Conventional Monetary Policy
Focuses on targeting the cash rate to influence interest rates.
Overnight Money Market
The market where banks borrow and lend to each other to settle exchange settlement accounts.
Exchange Settlement Accounts
Accounts that all commercial banks must hold with the RBA to settle transactions.
Cash Rate Target (CRT)
The interest rate target set by the RBA that influences other interest rates.
Deposit Rate
The floor interest rate paid by the RBA to banks with surplus funds in their ES accounts.
Lending Rate
The ceiling interest rate charged by the RBA to banks with deficit funds in their ES accounts.
Unconventional Monetary Policy
Tools used by the RBA alongside conventional policy to achieve macroeconomic goals.
Forward Guidance
RBA's communication about future interest rate changes and monetary policy settings.
Expansionary Monetary Policy
Aims to increase aggregate demand by decreasing the cash rate.

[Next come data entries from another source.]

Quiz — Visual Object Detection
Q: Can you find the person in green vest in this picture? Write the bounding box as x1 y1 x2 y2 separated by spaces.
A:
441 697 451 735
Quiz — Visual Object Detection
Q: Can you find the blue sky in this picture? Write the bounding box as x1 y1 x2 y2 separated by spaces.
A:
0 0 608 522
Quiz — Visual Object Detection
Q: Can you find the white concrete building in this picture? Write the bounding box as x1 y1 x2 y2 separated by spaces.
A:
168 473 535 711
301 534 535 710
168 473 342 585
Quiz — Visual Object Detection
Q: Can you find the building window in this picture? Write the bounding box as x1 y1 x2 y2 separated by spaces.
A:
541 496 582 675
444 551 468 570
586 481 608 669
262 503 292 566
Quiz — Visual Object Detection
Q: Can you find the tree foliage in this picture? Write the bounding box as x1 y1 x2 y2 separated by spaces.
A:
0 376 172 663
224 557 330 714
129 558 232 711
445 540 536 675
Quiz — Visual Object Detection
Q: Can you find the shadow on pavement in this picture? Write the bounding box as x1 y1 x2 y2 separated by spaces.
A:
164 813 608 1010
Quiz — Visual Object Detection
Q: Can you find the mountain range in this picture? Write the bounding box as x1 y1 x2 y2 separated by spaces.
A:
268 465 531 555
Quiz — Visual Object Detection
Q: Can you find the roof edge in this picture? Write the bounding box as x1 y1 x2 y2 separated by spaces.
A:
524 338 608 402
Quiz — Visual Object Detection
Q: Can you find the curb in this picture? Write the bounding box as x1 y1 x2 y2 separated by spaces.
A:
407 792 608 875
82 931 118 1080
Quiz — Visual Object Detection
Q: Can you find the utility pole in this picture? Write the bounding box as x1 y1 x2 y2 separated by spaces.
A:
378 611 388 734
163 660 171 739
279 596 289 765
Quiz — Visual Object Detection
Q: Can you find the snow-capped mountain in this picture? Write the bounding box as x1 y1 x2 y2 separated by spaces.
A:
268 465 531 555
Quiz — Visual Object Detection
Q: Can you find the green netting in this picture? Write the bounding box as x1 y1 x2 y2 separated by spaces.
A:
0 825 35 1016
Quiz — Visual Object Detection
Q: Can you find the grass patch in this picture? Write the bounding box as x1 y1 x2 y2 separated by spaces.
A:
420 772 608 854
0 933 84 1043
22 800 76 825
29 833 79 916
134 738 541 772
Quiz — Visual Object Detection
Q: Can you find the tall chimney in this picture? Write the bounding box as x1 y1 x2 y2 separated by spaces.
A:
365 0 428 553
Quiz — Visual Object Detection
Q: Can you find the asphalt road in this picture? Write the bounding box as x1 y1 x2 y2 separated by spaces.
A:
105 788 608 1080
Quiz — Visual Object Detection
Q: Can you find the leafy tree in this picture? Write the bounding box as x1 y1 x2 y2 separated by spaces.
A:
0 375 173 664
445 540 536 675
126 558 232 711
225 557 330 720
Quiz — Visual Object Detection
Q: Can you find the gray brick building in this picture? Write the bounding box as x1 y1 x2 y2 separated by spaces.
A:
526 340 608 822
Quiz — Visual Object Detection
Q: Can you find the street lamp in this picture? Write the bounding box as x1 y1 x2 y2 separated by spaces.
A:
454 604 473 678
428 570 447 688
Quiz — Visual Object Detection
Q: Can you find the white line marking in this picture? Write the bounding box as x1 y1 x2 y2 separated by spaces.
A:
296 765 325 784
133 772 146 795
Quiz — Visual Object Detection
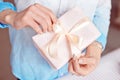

Contractionary Monetary Policy
Aims to decrease aggregate demand by increasing the cash rate.
Neutral Monetary Policy
A state where interest rates neither encourage nor discourage spending or borrowing.
Transmission Mechanisms
Channels through which monetary policy impacts aggregate demand.
Savings and Investment
The relationship between the cost of credit and decisions to save or borrow.
Cash Flow
The effect of interest rate changes on households and businesses with existing debt.
Exchange Rate
Influenced by relative interest rates, affecting demand for currency and international trade.
Asset Prices
Interest rates impact the prices of assets, influencing the wealth effect on households.
Strengths of Monetary Policy
No political bias, short implementation lag, and no financial constraints.
Weaknesses of Monetary Policy
Long impact lag, bluntness in targeting, and potential for asset bubbles and high household debt.